Der Reisejournalismus steckt in einem Dilemma. Ohne Alimentierung durch die Reiseindustrie gäbe es ihn nicht. Durch Gratisreisen ermöglicht die Touristikbranche erst die schönen Reiseberichte aus allen Ecken der Welt. Flüge, Hotelaufenthalte, Transfers werden gesponsert. „99,9 Prozent aller Tageszeitungen und aller freien Reisejournalisten werden eigentlich von der Reiseindustrie finanziert. Das ist ein völlig normales Vorgehen“, erklärte TUI-Sprecher Mario Köpers (demnächst Kommunikationschef des Touristikkonzerns Thomas Cook) im Politmagazin „Panorama“. „Im Moment diktieren diejenigen, die einladen, was im Reiseteil steht“, sagte der Reisejournalist Peter Linden ebendort.

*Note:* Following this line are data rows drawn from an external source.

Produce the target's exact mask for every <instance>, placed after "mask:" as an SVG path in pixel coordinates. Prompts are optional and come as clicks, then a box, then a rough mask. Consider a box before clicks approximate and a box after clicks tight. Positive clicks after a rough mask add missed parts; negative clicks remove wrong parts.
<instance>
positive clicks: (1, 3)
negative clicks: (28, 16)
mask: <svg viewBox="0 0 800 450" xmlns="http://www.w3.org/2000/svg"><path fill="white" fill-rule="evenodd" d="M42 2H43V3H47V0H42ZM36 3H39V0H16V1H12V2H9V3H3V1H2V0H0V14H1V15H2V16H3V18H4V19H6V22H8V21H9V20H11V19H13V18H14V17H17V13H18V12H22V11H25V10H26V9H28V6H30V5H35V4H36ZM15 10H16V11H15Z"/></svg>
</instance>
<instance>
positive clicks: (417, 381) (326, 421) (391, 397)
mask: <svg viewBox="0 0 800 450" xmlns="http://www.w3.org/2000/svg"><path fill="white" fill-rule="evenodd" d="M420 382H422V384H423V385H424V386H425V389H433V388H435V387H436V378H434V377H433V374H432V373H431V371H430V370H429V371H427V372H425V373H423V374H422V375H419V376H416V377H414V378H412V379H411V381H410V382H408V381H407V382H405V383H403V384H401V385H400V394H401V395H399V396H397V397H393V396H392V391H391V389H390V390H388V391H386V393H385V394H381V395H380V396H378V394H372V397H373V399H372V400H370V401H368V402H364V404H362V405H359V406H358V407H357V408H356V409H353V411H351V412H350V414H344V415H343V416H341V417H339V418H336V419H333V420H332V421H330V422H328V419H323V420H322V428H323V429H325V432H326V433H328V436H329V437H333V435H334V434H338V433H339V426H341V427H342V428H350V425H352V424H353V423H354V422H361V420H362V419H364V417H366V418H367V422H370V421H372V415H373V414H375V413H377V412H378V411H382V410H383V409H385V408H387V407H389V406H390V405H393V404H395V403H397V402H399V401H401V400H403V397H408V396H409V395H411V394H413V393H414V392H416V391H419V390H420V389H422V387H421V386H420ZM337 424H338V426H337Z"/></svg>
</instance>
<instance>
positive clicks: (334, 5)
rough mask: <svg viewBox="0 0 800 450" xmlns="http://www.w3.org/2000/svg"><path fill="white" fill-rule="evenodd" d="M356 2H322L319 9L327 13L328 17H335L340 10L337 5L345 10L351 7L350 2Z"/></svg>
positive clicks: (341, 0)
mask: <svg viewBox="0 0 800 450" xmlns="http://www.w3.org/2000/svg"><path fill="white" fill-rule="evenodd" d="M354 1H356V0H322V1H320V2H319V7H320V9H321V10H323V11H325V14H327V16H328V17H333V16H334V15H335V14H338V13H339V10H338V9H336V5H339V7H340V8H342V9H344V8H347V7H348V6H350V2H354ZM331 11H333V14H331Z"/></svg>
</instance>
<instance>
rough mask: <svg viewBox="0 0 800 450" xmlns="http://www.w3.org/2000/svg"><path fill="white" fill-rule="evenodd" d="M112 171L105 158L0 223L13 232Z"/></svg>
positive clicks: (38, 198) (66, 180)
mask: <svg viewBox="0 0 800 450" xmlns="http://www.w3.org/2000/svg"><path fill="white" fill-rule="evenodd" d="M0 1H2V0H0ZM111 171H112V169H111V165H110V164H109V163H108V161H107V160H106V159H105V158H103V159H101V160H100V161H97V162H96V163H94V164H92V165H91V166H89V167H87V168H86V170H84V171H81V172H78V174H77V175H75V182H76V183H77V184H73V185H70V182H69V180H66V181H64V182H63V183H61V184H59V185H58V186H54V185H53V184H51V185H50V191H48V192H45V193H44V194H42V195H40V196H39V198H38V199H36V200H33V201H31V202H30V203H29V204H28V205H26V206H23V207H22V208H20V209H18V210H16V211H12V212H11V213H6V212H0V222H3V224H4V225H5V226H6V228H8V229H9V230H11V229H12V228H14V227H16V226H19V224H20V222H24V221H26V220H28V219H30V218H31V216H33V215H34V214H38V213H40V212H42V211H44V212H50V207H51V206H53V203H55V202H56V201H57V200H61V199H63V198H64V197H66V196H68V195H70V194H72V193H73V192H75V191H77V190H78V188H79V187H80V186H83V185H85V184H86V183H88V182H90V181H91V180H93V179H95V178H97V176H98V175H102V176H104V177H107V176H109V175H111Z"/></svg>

Für die unabhängige Recherche fehlt den Redaktionen das Geld. Damit müssen Reisejournalisten leben. Pressereisen können ihnen die Tür zur Welt öffnen. Erkunden müssen sie diese aber selbstständig. Immer nur im Tross wohl genährter Kollegen wird die Recherche mager ausfallen. Doch in Zeiten, wo Chefredaktionen immer stärker nach Service und Gebrauchswert für Frauen und Familien, Gesundheitsapostel und Aktienanleger schreien, um die Leser ans Blatt zu binden und die Auflage zu stabilisieren, ist der Reisejournalismus zum Vorreiter geworden. Auch in Bezug auf das konfliktträchtige Verhältnis zwischen Journalismus und PR, die Gratwanderung zwischen notwendiger Distanz und pragmatischer Zusammenarbeit, die immer wieder neu ausgelotet werden muss.